Nvidia, in collaboration with the National Energy Research Scientific Computing Center (NERSC), started Perlmutter, labelled as the world’s fastest supercomputer for AI workloads. The supercomputer, named after renowned astrophysicist Saul Perlmutter is packed with 6,144 Nvidia A100 Tensor Core GPUs and will be tasked with making the largest ever 3D map of the visible universe, among other projects. Nvidia, during a press briefing last week said that the Perlmutter is the fastest system on the planet at processing workloads with the 16-bit and 32-bit mixed-precision math used in artificial intelligence (AI) applications. The company also said that later this year, it will add even more AI supercomputing power to the Perlmutter, which is kept at the NERSC at the Lawrence Berkeley National Laboratory in California, San Francisco.
Nvidia’s HPC/AI product marketing lead Dion Harris, in a blog post, said, “in one project, the supercomputer will help assemble the largest 3D map of the visible universe to date. It will process data from the Dark Energy Spectroscopic Instrument (DESI), a kind of cosmic camera that can capture as many as 5,000 galaxies in a single exposure.” He said that the researchers need the speed of Perlmutter’ GPUs to capture dozens of exposures from one night to know where to point DESI the next night. “Preparing a year’s worth of the data for publication would take weeks or months on prior systems, but Perlmutter should help them accomplish the task in as little as a few days,” Harris said in the blog post.
NERSC’s acting lead for data and analytics service group, Wahid Bhimji said that starting an AI-optimised supercomputer “represents a very real milestone.”AI for science is a growth area at the U.S. Department of Energy, where proof of concepts are moving into production use cases in areas like particle physics, materials science, and bioenergy,” Bhimji said.

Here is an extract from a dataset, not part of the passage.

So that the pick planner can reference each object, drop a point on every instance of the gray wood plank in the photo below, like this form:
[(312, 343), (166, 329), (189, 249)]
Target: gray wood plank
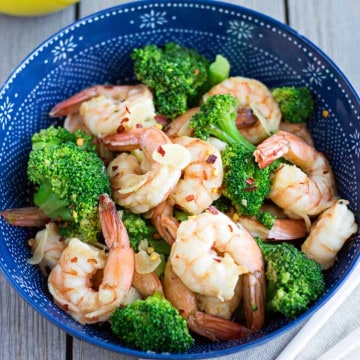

The Perlmutter will give NERSC’s researchers access to four exaflops of mixed-precision computing performance for AI-assisted scientific projects. Researchers are also looking to make use of the supercomputer for work in fields like climate science, where Perlmutter will assist in probing subatomic interactions to discover green energy sources.
NERSC data architect Rollin Thomas said that in preparatory work with researchers to get code ready for Perlmutter supercomputer workloads, NERSC was seeing up to 20x faster GPU processing performance than in previously available systems.